November 4. Reports were flying around camp early in the morning that the Johnnies were pouring through Ashby’s Gap in force and that they meant fight. At nine o’clock we started for Ashby’s Gap, but on our arrival there, there was not a Johnnie in sight—another of those old-fashioned false reports. We moved on as far as Manassas Gap the 5th. All the way along as we approached we could hear the artillery at the gap. Our men occupied the east end and the Confederates the west end. Some one said the artillerymen were paying their respects to each other.
November 6. We moved back from the mountain range about ten miles to the town of Orleans.
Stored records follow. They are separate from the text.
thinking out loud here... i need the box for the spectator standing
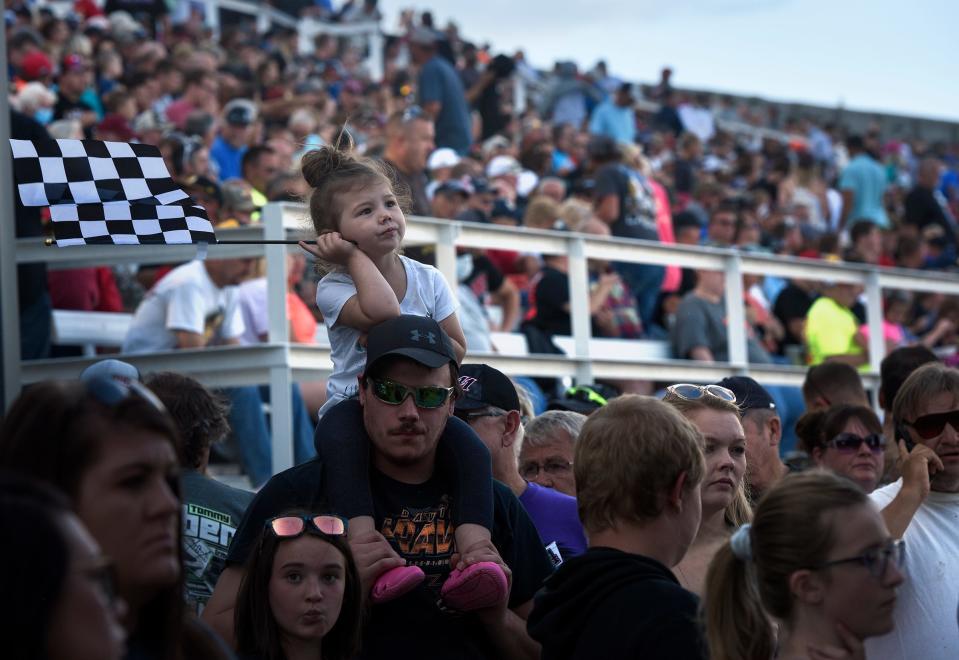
[456,364,588,562]
[382,107,435,216]
[145,372,255,616]
[839,135,889,229]
[878,346,939,480]
[868,363,959,660]
[409,27,472,155]
[588,82,636,145]
[905,158,958,257]
[53,53,97,138]
[528,395,708,660]
[804,280,868,368]
[801,362,870,411]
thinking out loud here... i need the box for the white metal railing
[13,202,959,474]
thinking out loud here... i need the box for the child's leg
[314,399,376,539]
[317,398,423,601]
[437,417,509,611]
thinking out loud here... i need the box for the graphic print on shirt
[182,503,239,614]
[203,308,225,342]
[380,495,456,596]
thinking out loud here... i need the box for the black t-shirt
[531,266,571,336]
[773,283,816,346]
[673,158,696,195]
[904,187,957,244]
[227,459,552,660]
[463,253,505,300]
[10,110,49,310]
[53,95,97,139]
[593,163,659,241]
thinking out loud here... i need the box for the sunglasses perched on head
[905,409,959,440]
[368,377,454,409]
[666,383,737,404]
[267,515,348,539]
[827,432,886,453]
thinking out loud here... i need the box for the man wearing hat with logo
[457,364,587,563]
[715,376,789,501]
[210,98,257,181]
[53,53,97,138]
[208,315,552,658]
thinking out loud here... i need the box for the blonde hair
[663,391,752,526]
[558,198,593,233]
[703,471,868,660]
[575,395,705,534]
[892,362,959,425]
[522,195,561,230]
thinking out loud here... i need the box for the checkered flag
[10,138,217,246]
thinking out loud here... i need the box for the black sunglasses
[368,377,455,409]
[827,432,886,453]
[906,409,959,440]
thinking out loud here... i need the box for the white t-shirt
[315,256,458,417]
[122,260,245,353]
[237,277,269,345]
[866,479,959,660]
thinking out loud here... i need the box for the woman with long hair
[704,471,905,660]
[235,511,363,660]
[0,377,230,659]
[665,383,752,595]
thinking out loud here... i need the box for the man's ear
[788,568,826,607]
[768,415,782,447]
[811,446,824,464]
[667,470,689,510]
[502,410,522,446]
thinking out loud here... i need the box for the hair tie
[730,523,753,562]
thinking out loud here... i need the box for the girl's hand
[299,232,357,266]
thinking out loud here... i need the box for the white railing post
[567,237,593,384]
[513,75,527,116]
[435,221,460,291]
[205,0,221,38]
[865,269,885,375]
[368,25,384,82]
[0,25,21,408]
[263,203,294,474]
[724,252,748,370]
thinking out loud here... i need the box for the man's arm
[174,330,206,348]
[839,188,855,230]
[594,193,619,225]
[490,278,521,332]
[689,346,715,362]
[880,440,944,538]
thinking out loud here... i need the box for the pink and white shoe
[370,565,425,604]
[440,561,509,611]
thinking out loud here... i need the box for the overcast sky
[378,0,958,123]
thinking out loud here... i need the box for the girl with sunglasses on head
[664,383,752,596]
[297,141,508,609]
[235,512,362,660]
[0,472,127,660]
[704,471,905,660]
[0,378,232,660]
[796,405,886,493]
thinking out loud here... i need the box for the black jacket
[527,547,707,660]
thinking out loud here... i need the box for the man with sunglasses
[456,364,587,563]
[208,316,552,659]
[866,363,959,660]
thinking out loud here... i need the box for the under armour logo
[459,376,478,391]
[410,329,437,344]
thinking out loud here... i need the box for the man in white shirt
[867,362,959,660]
[124,257,315,487]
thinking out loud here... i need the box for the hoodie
[527,547,707,660]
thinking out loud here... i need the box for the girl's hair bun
[302,145,346,188]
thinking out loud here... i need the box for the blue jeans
[613,261,666,330]
[223,383,316,487]
[20,291,51,360]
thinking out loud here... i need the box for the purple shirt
[519,482,588,562]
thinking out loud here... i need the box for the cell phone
[896,423,915,453]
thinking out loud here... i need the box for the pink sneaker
[370,565,425,604]
[440,561,509,611]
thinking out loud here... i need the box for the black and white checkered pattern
[10,138,217,246]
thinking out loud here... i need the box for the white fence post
[567,237,593,384]
[434,221,460,291]
[724,252,748,370]
[865,269,885,375]
[263,203,294,474]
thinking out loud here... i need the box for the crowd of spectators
[4,3,959,659]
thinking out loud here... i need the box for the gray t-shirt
[181,471,254,615]
[671,293,771,364]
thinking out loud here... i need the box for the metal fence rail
[12,202,959,474]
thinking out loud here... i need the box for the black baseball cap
[455,364,520,412]
[714,376,776,412]
[365,315,457,371]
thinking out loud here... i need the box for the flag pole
[0,25,22,408]
[44,238,318,246]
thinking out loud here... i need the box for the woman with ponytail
[704,471,905,660]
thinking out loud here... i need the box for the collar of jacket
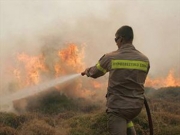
[118,43,135,50]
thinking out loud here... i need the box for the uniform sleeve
[147,61,150,74]
[85,55,110,78]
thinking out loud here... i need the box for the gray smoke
[0,1,180,110]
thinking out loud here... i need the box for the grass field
[0,86,180,135]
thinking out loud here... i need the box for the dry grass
[0,126,18,135]
[18,119,55,135]
[0,87,180,135]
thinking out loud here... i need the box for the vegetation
[0,87,180,135]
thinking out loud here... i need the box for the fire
[145,69,180,88]
[9,43,179,98]
[53,44,84,77]
[14,53,46,87]
[11,43,85,91]
[57,44,85,75]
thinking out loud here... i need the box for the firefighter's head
[115,26,134,47]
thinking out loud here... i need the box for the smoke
[1,1,179,74]
[0,1,180,111]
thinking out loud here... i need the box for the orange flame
[10,43,179,97]
[145,69,180,88]
[11,44,85,89]
[10,43,104,99]
[14,53,46,87]
[57,44,85,75]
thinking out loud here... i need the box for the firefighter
[81,25,150,135]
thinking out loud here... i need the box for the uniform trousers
[107,108,142,135]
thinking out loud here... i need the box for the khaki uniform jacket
[86,44,150,109]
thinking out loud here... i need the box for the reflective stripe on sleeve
[96,62,107,74]
[127,121,134,128]
[111,60,148,72]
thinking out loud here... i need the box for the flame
[14,53,46,87]
[9,43,105,100]
[9,43,179,98]
[57,44,85,75]
[145,69,180,88]
[11,43,86,92]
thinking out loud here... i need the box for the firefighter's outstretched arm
[81,55,109,78]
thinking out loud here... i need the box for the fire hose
[144,96,154,135]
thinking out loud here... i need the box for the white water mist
[0,73,81,109]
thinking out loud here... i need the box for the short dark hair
[116,26,134,42]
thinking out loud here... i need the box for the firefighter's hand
[81,71,86,76]
[81,69,89,76]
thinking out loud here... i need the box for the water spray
[0,73,81,106]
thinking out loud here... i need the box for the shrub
[0,126,18,135]
[153,112,180,125]
[134,110,149,134]
[67,112,109,135]
[0,112,19,128]
[14,90,101,115]
[152,87,180,102]
[19,119,55,135]
[24,91,78,114]
[157,126,180,135]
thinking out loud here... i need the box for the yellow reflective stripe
[127,121,134,128]
[111,60,148,72]
[96,62,107,73]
The next morning we started out and marched a few miles, then filed left, crossed a narrow field into a piece of woods and stacked arms. After sitting around a little while I started out to see if I could find a house and get something to eat a little out of the ordinary, for to be constantly eating hardtack and salt horse became a little monotonous after being indulged in month after month.
I passed along through a series of fields on high ground, then bearing a little to the right passed through a strip of wood from the farther side of which a ridge appeared a few rods out in the field. When I reached the top of the ridge, the looked-for-house appeared in sight a few rods down the other slope, and down to it I went. When I got within five or six rods of the house, a Johnnie came out and walked off down towards some wood on the farther side of the field. This opened my eyes, and then I saw for the first time that that wood down there was alive with Johnnies—not an ordinary picket post but a regiment, or a brigade was there. There were tents and camp-fires in large numbers. I must have been five or six rods from the house, and the wood where the Johnnies were, some eight or ten rods beyond, when I made this discovery, but this was no time to hesitate.
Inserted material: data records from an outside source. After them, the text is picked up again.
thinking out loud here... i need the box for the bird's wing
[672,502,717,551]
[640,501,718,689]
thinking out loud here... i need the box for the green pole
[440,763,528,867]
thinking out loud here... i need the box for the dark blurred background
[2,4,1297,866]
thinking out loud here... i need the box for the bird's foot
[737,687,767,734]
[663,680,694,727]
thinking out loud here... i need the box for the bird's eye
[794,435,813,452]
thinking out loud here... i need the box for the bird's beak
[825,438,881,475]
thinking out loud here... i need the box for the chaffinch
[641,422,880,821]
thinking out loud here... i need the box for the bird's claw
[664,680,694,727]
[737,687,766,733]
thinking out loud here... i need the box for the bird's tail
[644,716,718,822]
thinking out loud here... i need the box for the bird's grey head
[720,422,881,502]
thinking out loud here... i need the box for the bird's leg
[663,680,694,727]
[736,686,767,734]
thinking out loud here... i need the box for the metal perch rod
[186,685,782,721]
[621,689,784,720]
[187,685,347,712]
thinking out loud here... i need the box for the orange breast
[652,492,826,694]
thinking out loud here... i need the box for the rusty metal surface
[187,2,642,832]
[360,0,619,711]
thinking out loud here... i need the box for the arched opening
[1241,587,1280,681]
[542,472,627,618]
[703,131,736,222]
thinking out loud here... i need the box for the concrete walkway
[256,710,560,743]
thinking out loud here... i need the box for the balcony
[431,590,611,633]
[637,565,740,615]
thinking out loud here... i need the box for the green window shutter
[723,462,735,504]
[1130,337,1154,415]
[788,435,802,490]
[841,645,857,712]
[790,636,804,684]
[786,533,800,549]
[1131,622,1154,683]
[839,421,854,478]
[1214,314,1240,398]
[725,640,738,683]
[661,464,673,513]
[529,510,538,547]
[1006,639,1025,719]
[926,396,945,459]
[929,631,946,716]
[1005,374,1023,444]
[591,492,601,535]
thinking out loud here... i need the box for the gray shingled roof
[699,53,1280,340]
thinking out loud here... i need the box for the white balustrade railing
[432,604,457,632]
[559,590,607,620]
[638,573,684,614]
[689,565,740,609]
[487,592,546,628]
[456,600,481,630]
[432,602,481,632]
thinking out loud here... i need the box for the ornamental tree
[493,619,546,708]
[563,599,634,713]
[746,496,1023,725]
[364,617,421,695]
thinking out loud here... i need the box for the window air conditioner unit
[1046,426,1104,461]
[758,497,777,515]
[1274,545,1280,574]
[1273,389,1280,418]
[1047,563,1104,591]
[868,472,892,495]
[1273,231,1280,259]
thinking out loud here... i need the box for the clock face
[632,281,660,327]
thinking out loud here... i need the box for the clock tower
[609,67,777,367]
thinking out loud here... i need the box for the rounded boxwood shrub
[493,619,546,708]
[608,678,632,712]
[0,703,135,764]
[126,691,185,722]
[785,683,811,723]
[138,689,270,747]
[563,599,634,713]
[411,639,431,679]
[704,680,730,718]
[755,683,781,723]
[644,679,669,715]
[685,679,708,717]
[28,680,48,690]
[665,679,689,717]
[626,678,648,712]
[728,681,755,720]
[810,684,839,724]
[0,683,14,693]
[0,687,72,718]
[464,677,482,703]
I walked down to the house and asked the woman if she had any corn-bread to sell. She said, “No, I have just sold the last I had to one of our men.” That “our men” showed me at once that she knew who I was. I stepped out into the yard, took a look around and sauntered back up over the hill again. When I got out of sight of the house I quickened my steps until I was a good distance from that camp.
November 8. A change of great importance has taken place in the army. General McClellan has been relieved of command of the “Army of the Potomac,” and General Burnside, the old commander of the 9th Army Corps, has been put in his place.
Here ends the Maryland campaign. We shall soon start on a campaign that will be known as the Fredericksburg campaign under General Burnside.